Peki, Aytunç hoca zehirlendi mi? Vefatı günlerinde, polonyum radyoaktif maddesiyle öldürülmüş olabileceği bahsinin açıklık kazanması zamana muhtaç dense de hiçte mantıksız durmuyor. Kanser rahatsızlığının ilk evreden son evreye hızlı geçiş yaptığı hususu üzerinde durulması manidardır. Geçtiğimiz yıllarda eski bir KGB ajanının İngiltere’ye iltica ettiği bir dönemde polonyumla zehirlendiği, kısa sürede öldüğü, zehrin toprağa karışması boyutunda tabutunun bile özel yapıldığı akıllara gelecektir.

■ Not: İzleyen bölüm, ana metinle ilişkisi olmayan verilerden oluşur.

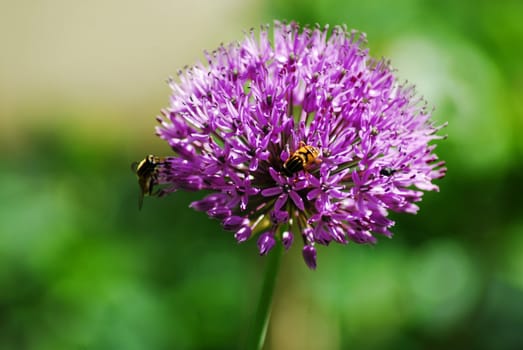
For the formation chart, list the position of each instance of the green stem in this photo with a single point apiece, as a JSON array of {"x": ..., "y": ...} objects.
[{"x": 263, "y": 312}]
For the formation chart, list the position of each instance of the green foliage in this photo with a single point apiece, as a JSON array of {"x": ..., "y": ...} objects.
[{"x": 82, "y": 268}]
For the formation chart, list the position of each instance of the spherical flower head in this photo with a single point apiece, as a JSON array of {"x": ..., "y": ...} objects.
[{"x": 305, "y": 135}]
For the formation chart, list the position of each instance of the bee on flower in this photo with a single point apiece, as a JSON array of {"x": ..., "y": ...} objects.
[{"x": 361, "y": 142}]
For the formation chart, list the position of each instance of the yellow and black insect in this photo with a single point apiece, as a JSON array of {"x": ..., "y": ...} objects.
[
  {"x": 147, "y": 172},
  {"x": 301, "y": 159}
]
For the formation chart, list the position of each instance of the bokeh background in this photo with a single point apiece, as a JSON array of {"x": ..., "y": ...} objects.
[{"x": 82, "y": 268}]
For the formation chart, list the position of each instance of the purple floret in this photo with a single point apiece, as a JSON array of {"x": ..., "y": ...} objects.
[{"x": 233, "y": 122}]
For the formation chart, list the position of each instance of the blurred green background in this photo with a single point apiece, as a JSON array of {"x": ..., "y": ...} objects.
[{"x": 81, "y": 268}]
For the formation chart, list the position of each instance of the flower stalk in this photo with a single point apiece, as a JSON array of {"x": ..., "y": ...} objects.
[{"x": 263, "y": 311}]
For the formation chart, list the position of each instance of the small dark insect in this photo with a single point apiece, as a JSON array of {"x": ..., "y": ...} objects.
[
  {"x": 301, "y": 159},
  {"x": 387, "y": 171},
  {"x": 146, "y": 171}
]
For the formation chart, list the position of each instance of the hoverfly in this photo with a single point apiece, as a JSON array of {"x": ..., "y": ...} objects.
[
  {"x": 146, "y": 171},
  {"x": 301, "y": 159}
]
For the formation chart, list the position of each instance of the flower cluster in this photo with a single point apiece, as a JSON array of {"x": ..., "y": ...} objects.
[{"x": 234, "y": 122}]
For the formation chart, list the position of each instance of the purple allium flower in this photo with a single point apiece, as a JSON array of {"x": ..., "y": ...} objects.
[{"x": 234, "y": 122}]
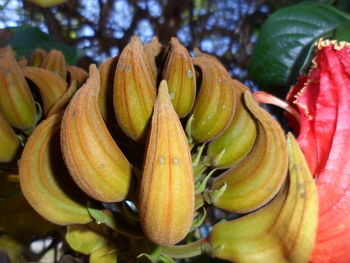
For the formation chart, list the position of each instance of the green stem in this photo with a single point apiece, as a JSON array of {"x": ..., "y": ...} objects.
[{"x": 185, "y": 251}]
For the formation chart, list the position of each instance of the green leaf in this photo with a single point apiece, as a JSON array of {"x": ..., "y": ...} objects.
[
  {"x": 19, "y": 219},
  {"x": 286, "y": 38},
  {"x": 27, "y": 38},
  {"x": 106, "y": 254}
]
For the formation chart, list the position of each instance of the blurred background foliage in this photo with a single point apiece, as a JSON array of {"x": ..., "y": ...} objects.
[
  {"x": 99, "y": 29},
  {"x": 91, "y": 31},
  {"x": 244, "y": 34}
]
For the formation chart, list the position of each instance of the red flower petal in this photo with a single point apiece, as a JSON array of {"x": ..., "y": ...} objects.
[{"x": 324, "y": 103}]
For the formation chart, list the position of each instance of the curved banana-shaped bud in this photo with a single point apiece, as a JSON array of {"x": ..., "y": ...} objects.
[
  {"x": 180, "y": 75},
  {"x": 45, "y": 181},
  {"x": 152, "y": 50},
  {"x": 90, "y": 153},
  {"x": 55, "y": 62},
  {"x": 77, "y": 74},
  {"x": 105, "y": 98},
  {"x": 256, "y": 179},
  {"x": 51, "y": 86},
  {"x": 62, "y": 102},
  {"x": 239, "y": 138},
  {"x": 283, "y": 231},
  {"x": 167, "y": 186},
  {"x": 37, "y": 57},
  {"x": 134, "y": 91},
  {"x": 9, "y": 142},
  {"x": 216, "y": 101},
  {"x": 16, "y": 100}
]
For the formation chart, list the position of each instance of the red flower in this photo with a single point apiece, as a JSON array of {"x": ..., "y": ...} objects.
[{"x": 323, "y": 100}]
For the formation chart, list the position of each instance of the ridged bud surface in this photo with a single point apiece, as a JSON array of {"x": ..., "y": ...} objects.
[
  {"x": 167, "y": 187},
  {"x": 93, "y": 158},
  {"x": 181, "y": 77},
  {"x": 134, "y": 90}
]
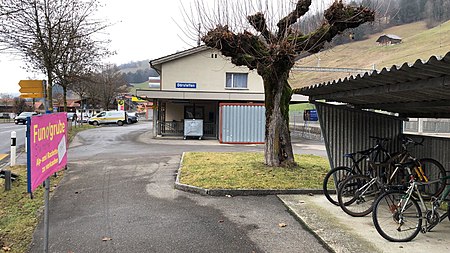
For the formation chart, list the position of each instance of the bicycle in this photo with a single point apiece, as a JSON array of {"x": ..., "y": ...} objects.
[
  {"x": 397, "y": 215},
  {"x": 340, "y": 173},
  {"x": 357, "y": 193}
]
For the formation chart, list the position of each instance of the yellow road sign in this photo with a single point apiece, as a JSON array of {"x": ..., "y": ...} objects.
[
  {"x": 30, "y": 83},
  {"x": 38, "y": 89},
  {"x": 32, "y": 95}
]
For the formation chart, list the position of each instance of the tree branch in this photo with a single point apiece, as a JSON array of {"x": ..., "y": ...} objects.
[
  {"x": 301, "y": 9},
  {"x": 245, "y": 49},
  {"x": 258, "y": 21},
  {"x": 339, "y": 18}
]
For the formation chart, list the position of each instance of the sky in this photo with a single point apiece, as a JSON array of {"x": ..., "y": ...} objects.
[{"x": 141, "y": 30}]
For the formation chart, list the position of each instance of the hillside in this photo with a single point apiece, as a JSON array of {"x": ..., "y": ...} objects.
[
  {"x": 134, "y": 66},
  {"x": 418, "y": 43}
]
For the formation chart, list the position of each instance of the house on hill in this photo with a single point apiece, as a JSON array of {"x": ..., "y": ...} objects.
[
  {"x": 202, "y": 85},
  {"x": 389, "y": 39}
]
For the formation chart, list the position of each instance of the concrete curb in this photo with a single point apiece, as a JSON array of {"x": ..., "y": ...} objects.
[{"x": 237, "y": 192}]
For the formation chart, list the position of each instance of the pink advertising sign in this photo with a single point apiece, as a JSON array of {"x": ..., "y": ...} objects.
[{"x": 47, "y": 147}]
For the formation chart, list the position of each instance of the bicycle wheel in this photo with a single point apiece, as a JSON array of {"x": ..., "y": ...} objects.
[
  {"x": 391, "y": 222},
  {"x": 357, "y": 194},
  {"x": 332, "y": 181},
  {"x": 432, "y": 171}
]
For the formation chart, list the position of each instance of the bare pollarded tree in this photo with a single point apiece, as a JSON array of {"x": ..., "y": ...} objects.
[
  {"x": 270, "y": 44},
  {"x": 42, "y": 31},
  {"x": 77, "y": 62}
]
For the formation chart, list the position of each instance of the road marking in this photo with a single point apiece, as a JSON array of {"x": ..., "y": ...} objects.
[{"x": 3, "y": 156}]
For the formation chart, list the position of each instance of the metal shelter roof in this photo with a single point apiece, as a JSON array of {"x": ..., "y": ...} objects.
[{"x": 420, "y": 90}]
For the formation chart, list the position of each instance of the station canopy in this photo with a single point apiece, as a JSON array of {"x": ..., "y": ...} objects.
[{"x": 419, "y": 90}]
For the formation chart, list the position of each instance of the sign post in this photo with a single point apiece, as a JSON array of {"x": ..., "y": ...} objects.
[
  {"x": 47, "y": 154},
  {"x": 32, "y": 88}
]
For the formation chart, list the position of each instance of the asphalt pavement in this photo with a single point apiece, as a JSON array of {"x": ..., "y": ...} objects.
[
  {"x": 118, "y": 196},
  {"x": 113, "y": 201}
]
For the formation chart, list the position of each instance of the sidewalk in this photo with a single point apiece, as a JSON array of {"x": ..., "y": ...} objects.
[{"x": 343, "y": 233}]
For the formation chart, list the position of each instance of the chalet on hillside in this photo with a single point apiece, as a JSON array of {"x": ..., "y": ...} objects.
[{"x": 389, "y": 39}]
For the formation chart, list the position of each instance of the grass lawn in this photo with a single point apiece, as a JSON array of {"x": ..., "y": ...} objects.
[{"x": 247, "y": 171}]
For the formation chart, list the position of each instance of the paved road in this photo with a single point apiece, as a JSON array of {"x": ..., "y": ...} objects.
[
  {"x": 119, "y": 186},
  {"x": 5, "y": 136}
]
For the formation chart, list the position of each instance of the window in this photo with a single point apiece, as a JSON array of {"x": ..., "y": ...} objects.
[{"x": 236, "y": 81}]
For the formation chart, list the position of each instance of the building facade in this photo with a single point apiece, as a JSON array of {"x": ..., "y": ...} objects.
[{"x": 194, "y": 83}]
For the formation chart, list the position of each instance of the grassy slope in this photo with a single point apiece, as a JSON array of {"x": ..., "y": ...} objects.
[
  {"x": 143, "y": 85},
  {"x": 418, "y": 43}
]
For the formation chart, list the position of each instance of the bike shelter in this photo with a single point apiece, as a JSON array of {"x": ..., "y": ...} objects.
[{"x": 377, "y": 103}]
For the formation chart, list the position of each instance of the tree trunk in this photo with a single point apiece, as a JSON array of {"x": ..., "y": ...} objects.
[
  {"x": 278, "y": 147},
  {"x": 49, "y": 91}
]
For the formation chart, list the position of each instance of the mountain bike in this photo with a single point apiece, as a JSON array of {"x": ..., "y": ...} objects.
[
  {"x": 357, "y": 193},
  {"x": 399, "y": 216},
  {"x": 336, "y": 176}
]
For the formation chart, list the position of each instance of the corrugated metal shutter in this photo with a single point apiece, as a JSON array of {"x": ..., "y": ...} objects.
[
  {"x": 347, "y": 130},
  {"x": 242, "y": 123}
]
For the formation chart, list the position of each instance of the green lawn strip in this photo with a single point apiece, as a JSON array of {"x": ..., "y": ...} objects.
[
  {"x": 247, "y": 171},
  {"x": 76, "y": 129},
  {"x": 300, "y": 107},
  {"x": 19, "y": 213}
]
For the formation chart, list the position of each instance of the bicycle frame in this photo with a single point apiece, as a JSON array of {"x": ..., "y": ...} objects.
[{"x": 435, "y": 203}]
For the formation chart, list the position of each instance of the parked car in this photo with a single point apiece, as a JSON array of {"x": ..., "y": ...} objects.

Sözün özü seçkin bir entelektüel ve düşünce adamı Aytunç Altındal’a Allah’tan rahmet dilerken; fikirlerin fikirlerle etkisiz hale getirilebileceği, dile geldiği üzre bu bir suikast ise eğer bilakis insanların daha büyük bir tutkuyla gerçekleri öğrenme arzusunu kamçılayacağı hususunu akıldan çıkarmamak gerektiğini vurgulamalıyım. Nihayet eserlerinin daha çok okunması ve asıl şimdi artan bir ilgi odağı halini alması günümüz toplumundan beklenmeyecek bir mistifikasyon mudur? Böyle yaklaşmanın insanlıktan ümidi kesmekle bir ve aynı şey olacağını düşünüyorum. Dahası yeryüzünün tüm şeytani güçleri ve şer odaklarıyla zıddiyet halinde sessiz bir çoğunluğun mevcudiyetini gönlümde duyabiliyorum.
L.T.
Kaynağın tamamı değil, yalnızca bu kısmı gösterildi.